Quando as primeiras gotas da chuva começaram a escorrer pela vidraça ela sentiu-se mais infeliz.

O desejo de chorar só foi contido pela presença dos colegas de trabalho, alheios à sua dor.

Baixou novamente os olhos na tentativa de retomar o trabalho quando encontrou, entre seus pertences, um papelzinho impresso.

Era uma dessas curtas mensagens que se acham dentro dos chamados "biscoitinhos da sorte".

Era singelo, mas preciso: "depois da tempestade vem a bonança."

Reencontrar, naquele momento, quando a chuva caía pesada, o bilhetinho que recebera por acaso dias antes, parecia-lhe mais do que uma simples coincidência.

Afinal, sentia-se em meio a uma tempestade.

Problemas sérios invadiam sua vida.

Era como se uma enxurrada estivesse arrastando para longe dela sua paz e sua felicidade.

Olhou novamente para o pequeno papel e o releu.

No instante seguinte, olhou para fora.

Pensou:"para Deus nada é impossível."

Cobriu o rosto com as mãos e fez uma breve, mas sincera prece, rogando ao Pai força e coragem para prosseguir.

Sentiu-se mais leve e acabou sendo envolvida, sutilmente, pelo trabalho.

O telefone tocou, pessoas a chamaram para resolver questões profissionais, e assim foi.

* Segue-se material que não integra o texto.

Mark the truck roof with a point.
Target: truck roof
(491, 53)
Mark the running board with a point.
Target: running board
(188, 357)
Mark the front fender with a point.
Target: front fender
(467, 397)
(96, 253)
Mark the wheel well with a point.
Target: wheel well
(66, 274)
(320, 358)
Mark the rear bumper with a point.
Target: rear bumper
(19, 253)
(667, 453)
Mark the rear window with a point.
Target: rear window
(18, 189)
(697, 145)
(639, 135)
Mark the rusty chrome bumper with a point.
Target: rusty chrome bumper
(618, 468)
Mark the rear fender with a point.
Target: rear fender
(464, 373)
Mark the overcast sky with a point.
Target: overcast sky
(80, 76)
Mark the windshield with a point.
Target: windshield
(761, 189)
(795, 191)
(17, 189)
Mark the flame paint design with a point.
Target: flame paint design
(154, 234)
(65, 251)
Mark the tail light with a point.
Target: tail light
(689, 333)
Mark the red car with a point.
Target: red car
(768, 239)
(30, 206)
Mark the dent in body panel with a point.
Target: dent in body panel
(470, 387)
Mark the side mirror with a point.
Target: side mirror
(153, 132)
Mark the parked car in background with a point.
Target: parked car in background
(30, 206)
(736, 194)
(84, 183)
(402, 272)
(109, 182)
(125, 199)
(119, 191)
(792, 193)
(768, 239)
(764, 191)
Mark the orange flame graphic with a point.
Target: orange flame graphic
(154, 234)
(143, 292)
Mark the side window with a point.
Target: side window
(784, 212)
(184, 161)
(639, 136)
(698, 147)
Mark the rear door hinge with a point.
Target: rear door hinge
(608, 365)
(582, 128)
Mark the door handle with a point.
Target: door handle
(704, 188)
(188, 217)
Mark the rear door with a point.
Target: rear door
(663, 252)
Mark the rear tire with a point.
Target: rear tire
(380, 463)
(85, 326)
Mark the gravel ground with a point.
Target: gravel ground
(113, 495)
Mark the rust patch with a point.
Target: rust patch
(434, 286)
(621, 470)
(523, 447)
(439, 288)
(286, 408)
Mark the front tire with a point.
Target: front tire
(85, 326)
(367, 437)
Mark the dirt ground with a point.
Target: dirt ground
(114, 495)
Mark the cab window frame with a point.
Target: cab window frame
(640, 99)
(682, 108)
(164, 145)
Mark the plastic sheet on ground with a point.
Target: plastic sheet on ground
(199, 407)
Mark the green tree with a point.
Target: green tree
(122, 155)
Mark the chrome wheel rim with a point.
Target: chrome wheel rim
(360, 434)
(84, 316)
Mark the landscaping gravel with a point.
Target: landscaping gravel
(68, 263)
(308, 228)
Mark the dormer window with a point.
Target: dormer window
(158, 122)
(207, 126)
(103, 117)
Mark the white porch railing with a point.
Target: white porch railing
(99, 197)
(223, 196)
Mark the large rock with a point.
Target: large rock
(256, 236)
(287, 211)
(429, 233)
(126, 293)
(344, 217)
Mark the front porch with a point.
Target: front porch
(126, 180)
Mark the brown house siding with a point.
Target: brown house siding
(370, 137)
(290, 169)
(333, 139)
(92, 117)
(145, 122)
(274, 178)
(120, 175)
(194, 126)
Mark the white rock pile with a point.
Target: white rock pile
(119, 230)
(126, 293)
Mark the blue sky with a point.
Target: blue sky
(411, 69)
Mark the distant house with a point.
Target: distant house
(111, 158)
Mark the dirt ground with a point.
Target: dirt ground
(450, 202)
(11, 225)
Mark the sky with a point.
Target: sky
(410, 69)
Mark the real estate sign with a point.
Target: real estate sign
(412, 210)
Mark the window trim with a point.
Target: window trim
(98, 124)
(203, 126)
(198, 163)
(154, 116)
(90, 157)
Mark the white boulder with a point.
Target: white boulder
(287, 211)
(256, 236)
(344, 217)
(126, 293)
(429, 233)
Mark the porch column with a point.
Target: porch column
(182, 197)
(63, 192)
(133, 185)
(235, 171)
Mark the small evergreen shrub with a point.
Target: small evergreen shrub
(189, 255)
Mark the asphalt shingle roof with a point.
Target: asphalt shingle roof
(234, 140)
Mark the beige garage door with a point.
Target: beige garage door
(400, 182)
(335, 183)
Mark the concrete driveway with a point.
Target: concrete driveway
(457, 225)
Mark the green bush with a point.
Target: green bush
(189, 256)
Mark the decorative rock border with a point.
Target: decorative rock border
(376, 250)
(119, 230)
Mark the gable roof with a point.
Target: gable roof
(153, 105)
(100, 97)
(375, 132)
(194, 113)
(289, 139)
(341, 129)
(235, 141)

Sem que percebesse, seus problemas pessoais cederam lugar à concentração no trabalho que ha pouco lhe faltava.

Os minutos foram seguidos pelas horas. Quando, no final da tarde, ela voltou seus olhos para fora não pôde conter o espanto.

A chuva havia parado e o cenário era muito diferente: o céu, banhado por intensa luz do sol, não tinha nuvens.

As montanhas, antes ocultas pela neblina, agora tinham seus contornos bem definidos.

Naquele momento, uma colega aproximou-se e disse-lhe: "quem diria, não?

Depois da chuva que caiu no começo da tarde, um final de dia ensolarado como esse!"

E completou, sorrindo: "para Deus nada é impossível!"

A jovem sorriu, sentindo o ânimo renovado, e pensou: "realmente, para Deus tudo é possível."

O amor de Deus é uma presença constante na vida de cada um de nós.

Enlevados pela alegria ou arrasados pelo sofrimento, por vezes, esquecemo-nos disso. No entanto, em momento algum Ele nos esquece, ou abandona.